Positional Encoding
What are positional encodings?
Positional encodings are a way to encode the position of elements in a sequence. They are used in the context of sequence-to-sequence models, such as transformers, to provide the model with information about the order of elements in the input sequence. These were not needed for models like RNNs and LSTMs since the order of elements in the input sequence is preserved by the recurrent connections.
Why are positional encodings needed?
Imagine your favorite movie. It is highly likely that the characters evolve over time through their experiences with each other and the environment around them. Your perception of your favorite character is almost certainly influenced by these events. If there was no story, no context, then your summary of them would probably not change from one moment to the next. This is what it would be like for a transformer model with no positional encodings.
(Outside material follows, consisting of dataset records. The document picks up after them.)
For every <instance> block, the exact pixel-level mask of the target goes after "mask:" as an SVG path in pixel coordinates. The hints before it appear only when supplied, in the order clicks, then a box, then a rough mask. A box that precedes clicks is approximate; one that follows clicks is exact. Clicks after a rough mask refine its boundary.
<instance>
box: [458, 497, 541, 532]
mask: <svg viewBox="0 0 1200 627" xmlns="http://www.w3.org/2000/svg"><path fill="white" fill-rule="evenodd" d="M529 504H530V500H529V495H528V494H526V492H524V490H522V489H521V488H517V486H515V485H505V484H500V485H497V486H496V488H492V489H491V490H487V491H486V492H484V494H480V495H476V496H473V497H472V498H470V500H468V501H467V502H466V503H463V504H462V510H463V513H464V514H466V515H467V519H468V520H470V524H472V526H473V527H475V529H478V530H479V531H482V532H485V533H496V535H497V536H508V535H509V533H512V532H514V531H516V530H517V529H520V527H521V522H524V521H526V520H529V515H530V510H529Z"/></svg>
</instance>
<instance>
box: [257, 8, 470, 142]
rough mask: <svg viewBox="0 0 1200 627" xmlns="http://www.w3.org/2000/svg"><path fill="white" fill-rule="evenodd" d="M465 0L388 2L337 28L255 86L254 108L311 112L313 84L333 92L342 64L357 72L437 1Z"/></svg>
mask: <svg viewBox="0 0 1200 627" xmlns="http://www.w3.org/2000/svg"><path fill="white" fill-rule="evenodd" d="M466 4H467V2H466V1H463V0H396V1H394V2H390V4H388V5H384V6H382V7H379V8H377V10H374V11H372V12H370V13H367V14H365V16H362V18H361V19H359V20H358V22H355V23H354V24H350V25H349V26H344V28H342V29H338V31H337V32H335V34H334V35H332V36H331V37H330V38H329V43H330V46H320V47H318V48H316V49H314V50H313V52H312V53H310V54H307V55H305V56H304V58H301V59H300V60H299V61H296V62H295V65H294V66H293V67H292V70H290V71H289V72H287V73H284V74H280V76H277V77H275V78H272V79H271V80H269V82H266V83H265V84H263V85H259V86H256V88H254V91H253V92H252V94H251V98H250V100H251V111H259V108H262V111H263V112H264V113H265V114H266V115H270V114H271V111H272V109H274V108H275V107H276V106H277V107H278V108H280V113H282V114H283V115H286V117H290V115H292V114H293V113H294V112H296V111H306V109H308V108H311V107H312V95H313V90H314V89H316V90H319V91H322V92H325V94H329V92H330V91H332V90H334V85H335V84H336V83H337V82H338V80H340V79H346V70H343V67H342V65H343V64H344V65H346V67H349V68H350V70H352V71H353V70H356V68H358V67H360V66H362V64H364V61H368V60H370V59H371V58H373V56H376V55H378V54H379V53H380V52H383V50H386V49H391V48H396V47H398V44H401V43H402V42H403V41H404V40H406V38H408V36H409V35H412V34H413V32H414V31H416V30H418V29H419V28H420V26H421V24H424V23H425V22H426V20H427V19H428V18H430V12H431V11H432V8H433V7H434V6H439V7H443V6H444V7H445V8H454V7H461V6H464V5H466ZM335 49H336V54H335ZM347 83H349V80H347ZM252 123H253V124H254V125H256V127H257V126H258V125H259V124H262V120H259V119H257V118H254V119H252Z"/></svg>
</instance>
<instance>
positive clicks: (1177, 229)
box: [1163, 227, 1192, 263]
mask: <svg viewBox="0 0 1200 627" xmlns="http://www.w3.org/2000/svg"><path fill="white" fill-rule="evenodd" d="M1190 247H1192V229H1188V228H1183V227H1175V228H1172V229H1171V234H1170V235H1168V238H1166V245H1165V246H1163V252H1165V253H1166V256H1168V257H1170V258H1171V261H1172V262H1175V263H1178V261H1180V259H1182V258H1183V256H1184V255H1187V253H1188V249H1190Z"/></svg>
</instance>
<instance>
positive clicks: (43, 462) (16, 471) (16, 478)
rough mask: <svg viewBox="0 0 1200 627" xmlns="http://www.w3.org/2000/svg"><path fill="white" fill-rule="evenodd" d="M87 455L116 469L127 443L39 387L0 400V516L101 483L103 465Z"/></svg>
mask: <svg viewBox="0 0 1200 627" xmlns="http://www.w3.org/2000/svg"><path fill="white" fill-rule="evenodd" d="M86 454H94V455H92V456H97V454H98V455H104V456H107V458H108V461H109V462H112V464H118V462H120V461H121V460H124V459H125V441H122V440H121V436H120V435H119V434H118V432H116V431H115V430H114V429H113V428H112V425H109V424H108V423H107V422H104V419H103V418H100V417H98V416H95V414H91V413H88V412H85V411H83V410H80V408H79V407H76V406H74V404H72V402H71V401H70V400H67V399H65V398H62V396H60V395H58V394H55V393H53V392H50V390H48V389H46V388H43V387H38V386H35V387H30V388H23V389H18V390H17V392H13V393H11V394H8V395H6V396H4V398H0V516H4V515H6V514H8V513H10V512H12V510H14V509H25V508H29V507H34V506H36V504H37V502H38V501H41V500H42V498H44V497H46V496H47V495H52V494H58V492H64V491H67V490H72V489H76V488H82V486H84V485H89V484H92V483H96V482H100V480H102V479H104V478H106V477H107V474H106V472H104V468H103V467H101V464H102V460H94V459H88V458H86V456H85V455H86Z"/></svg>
The representation of each input element would be the same regardless of its position in the sequence, even if the context of the surrounding elements is different.
Properties of Positional Encodings
Positional encodings have been used before in the context of convolutional sequence-to-sequence models (Gehring et al. 2017). I am focusing on three primary properties, but interested readers should check out this great article by Christopher Fleetwood.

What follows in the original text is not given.